Consider the situation in Connecticut. Governor Dannel Malloy, a Democrat, has had a rough few years. A budget crisis led to layoffs for state workers and a tax increase. General Electric announced it was moving to Boston, leaving its world headquarters in Fairfield after more than four decades. In June, a Quinnipiac University survey showed Malloy had a 24 percent approval rating, with 68 percent disapproving.
If Hillary Clinton had won the presidential race in November, Connecticut politicos said there was no chance that Malloy would consider running for a third term. But if history is any guide, Trump’s victory means 2018 will probably be a good year for Democrats. (The president’s party typically suffers losses in the first midterm elections of his first term.)
Malloy, who chairs the Democratic Governors Association, told National Journal last week that he will decide on running in the spring.
“I think that he has had to do things in his six years in office that have been really rough and not popular, but he has put the state on a better path,” said Mark Bergman, Malloy’s former communications director and now a Democratic consultant. “In every race he has run for governor, people have counted him out, and he has proven himself to be a very tough and effective campaigner.”
In Rhode Island and Massachusetts, the big political question is whether those governors will face a serious challenge or coast to reelection in 2018. And in both cases, Trump will play a role.
In Rhode Island, Governor Gina Raimondo is in a remarkable political position for her first term. In 2014, Raimondo, a Democrat, won with 41 percent of the vote in a three-way race. (One of her foes hailed from the “Cool Moose Party” and got 21 percent of the vote while spending only $35 in the contest. He died last year.)
Political polling is sparse in the Ocean State, but the most recent survey, taken in September, suggested Raimondo’s approval rating was just 38 percent. Democrats say Raimondo, who is disliked by the state’s unions, could be challenged from the left — but no promising candidate has expressed interest. Instead, the sole challenger on the horizon is the Republican she defeated in 2014, Cranston Mayor Allan Fung.
For Raimondo, Trump has been a political boost to her Democratic credentials. When she pushes back on Trump — say, for example, on immigration — she gains good will among the left.
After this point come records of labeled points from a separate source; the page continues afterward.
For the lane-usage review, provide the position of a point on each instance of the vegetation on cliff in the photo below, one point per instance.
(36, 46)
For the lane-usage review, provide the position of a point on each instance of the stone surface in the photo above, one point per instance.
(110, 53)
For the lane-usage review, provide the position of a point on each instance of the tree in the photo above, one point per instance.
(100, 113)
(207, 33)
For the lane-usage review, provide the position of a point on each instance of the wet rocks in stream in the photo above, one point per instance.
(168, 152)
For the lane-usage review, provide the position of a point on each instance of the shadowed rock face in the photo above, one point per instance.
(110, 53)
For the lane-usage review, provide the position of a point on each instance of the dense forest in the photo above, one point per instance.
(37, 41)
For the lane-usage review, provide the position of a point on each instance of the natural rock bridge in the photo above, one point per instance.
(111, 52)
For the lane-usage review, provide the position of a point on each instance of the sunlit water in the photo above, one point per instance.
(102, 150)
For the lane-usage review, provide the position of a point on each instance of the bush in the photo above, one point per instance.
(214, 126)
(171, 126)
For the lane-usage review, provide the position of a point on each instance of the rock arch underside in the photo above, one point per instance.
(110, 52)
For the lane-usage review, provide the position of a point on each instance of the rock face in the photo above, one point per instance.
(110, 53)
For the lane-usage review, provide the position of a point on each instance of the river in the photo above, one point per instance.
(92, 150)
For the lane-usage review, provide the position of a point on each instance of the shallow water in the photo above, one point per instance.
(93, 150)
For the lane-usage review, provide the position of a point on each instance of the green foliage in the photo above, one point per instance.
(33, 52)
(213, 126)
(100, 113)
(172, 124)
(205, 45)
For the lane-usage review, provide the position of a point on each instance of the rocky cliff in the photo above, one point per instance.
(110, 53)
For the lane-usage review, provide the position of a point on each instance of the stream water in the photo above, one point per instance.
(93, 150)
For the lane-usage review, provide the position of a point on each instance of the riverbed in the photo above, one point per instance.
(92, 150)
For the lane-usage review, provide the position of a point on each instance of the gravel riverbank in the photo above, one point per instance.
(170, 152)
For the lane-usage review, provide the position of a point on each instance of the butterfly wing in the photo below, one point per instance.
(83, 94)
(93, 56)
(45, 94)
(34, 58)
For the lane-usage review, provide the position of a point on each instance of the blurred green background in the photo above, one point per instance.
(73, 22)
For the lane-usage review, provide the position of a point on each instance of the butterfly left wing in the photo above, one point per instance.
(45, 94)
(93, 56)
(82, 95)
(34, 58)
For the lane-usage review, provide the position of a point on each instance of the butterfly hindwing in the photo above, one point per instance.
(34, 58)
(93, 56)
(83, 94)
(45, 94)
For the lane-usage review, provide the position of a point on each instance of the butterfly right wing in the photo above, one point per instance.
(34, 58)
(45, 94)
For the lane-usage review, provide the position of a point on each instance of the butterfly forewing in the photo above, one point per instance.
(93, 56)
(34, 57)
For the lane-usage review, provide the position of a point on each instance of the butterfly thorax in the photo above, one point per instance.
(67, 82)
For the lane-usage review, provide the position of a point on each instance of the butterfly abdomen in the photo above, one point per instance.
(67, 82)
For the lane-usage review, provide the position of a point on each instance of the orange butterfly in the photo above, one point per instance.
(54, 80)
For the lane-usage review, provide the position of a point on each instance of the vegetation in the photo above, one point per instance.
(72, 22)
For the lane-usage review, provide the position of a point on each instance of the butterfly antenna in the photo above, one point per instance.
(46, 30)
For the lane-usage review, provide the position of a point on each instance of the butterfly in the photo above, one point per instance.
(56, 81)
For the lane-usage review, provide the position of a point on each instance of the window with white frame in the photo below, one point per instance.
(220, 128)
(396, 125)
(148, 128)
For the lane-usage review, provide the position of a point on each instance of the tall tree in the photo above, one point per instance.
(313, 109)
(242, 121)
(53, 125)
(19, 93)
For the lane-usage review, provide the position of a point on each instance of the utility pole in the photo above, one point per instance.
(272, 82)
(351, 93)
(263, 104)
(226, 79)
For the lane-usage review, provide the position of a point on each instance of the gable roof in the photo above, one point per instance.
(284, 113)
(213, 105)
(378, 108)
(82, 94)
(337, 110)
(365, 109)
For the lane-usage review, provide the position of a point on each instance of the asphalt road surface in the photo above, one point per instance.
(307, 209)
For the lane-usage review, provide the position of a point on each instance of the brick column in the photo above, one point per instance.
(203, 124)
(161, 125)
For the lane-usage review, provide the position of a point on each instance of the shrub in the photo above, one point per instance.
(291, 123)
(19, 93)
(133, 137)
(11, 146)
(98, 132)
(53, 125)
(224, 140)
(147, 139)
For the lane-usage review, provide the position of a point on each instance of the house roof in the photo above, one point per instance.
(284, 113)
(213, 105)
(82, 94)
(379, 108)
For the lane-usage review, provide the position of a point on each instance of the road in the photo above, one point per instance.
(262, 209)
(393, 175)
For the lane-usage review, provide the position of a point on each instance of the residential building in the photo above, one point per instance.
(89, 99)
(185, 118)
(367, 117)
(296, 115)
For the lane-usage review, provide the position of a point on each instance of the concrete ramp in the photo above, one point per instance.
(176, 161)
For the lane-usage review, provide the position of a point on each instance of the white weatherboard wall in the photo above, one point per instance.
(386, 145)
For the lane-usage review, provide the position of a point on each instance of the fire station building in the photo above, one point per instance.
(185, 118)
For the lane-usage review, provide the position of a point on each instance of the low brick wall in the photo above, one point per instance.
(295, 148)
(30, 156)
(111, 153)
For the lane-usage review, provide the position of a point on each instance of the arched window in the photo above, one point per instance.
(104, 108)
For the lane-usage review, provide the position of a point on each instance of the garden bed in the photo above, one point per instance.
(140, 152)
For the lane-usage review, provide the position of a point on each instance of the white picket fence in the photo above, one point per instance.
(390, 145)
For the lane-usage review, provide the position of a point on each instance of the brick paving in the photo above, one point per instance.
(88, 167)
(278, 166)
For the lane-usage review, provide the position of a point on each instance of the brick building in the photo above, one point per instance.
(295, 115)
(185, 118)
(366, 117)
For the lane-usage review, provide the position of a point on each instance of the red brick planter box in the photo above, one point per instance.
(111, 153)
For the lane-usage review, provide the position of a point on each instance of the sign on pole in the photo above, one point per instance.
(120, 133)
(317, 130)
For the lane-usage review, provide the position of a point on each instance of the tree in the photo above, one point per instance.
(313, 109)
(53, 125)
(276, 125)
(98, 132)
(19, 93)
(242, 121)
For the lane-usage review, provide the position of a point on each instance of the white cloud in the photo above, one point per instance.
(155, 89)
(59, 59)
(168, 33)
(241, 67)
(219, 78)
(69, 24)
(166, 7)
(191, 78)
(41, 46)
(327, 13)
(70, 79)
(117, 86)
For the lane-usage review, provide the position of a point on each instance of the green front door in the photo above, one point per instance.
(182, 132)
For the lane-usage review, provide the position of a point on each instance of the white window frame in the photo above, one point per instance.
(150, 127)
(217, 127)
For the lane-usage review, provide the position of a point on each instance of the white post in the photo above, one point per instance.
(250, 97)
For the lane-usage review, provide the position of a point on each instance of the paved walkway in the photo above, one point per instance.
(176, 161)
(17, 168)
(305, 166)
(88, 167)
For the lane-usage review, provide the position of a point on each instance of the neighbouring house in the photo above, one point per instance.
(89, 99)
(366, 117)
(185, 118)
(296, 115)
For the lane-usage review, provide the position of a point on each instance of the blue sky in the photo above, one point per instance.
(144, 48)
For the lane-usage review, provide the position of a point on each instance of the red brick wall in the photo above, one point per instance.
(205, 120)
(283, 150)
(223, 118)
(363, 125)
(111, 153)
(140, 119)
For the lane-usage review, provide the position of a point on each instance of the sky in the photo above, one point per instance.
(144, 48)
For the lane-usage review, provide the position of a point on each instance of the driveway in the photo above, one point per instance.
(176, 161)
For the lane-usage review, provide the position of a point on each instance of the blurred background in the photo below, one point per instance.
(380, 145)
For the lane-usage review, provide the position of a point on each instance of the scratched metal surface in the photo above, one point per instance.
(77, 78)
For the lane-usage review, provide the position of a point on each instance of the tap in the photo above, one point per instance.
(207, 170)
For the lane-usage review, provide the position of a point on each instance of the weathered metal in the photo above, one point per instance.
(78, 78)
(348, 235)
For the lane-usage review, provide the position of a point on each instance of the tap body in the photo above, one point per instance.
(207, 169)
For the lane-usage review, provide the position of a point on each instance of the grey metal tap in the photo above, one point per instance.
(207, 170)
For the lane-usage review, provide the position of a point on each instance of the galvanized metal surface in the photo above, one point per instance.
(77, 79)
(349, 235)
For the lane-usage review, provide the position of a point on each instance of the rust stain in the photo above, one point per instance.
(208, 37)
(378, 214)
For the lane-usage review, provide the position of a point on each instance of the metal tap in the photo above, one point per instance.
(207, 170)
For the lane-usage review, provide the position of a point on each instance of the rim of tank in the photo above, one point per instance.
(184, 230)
In Massachusetts, first-term Governor Charlie Baker remains popular in the polls and has a robust campaign war chest. Perhaps that’s why top potential challengers such as Attorney General Maura Healey and US Representative Seth Moulton have recently said they aren’t planning to run for governor (of course, plans can change). A spokeswoman for US Representative Joseph Kennedy III said he will run for reelection.
Success for Baker, a Republican in a deep blue state, will probably depend on the distance he can put between himself and the president (provided such distance does not become an issue in a GOP primary). That’s why it’s even more notable when Baker pushes back on the administration’s recent moves to restrict immigration and roll back protections for transgender students.
And in Maine, there’s an open question as to whether US Senator Susan Collins, a Republican, will run for governor in 2018. Last week on a Maine radio show, she said she has been “encouraged” to look at it. (She said: “I am not ruling it in, and I am not ruling it out.”)
Kenneth Palmer, a professor emeritus of politics at the University of Maine, said such a move from Collins could have seismic repercussions for state politics. Collins remains very popular in polls, and if she won the governorship, someone would have to be appointed to the final two years of her Senate term (perhaps US Representative Bruce Poliquin?).
What could nudge Collins into making a decision? The political climate surrounding Trump, whom she did not endorse for president last year. So far she has voted against more of Trump’s Cabinet nominees than any other Republican senator in the country.
“It has to be a little awkward for her to be hanging out on the edge of the party,” Palmer said.
Lastly, in New Hampshire, Trump’s legacy will go beyond the midterms in this swing state. US Senator Jeanne Shaheen would have been on a list of potential Cabinet members in a Clinton administration. Now there’s a question whether the former governor and two-term senator will seek reelection in 2020.
Shaheen has not indicated either way, but that answer would provide clarity for Granite State aspirants -- including the senator’s daughter, Stefany Shaheen, US Representative Annie Kuster, and former US senators Kelly Ayotte and Scott Brown.
But if Shaheen runs for a third-term, then newly elected Governor Chris Sununu, a Republican, could wait to run for Senate in 2022. That’s when New Hampshire’s other US senator, Maggie Hassan, a Democrat, is up for reelection.
By then, of course, Trump could be in his second term — or someone else could occupy the White House, with coattails all their own.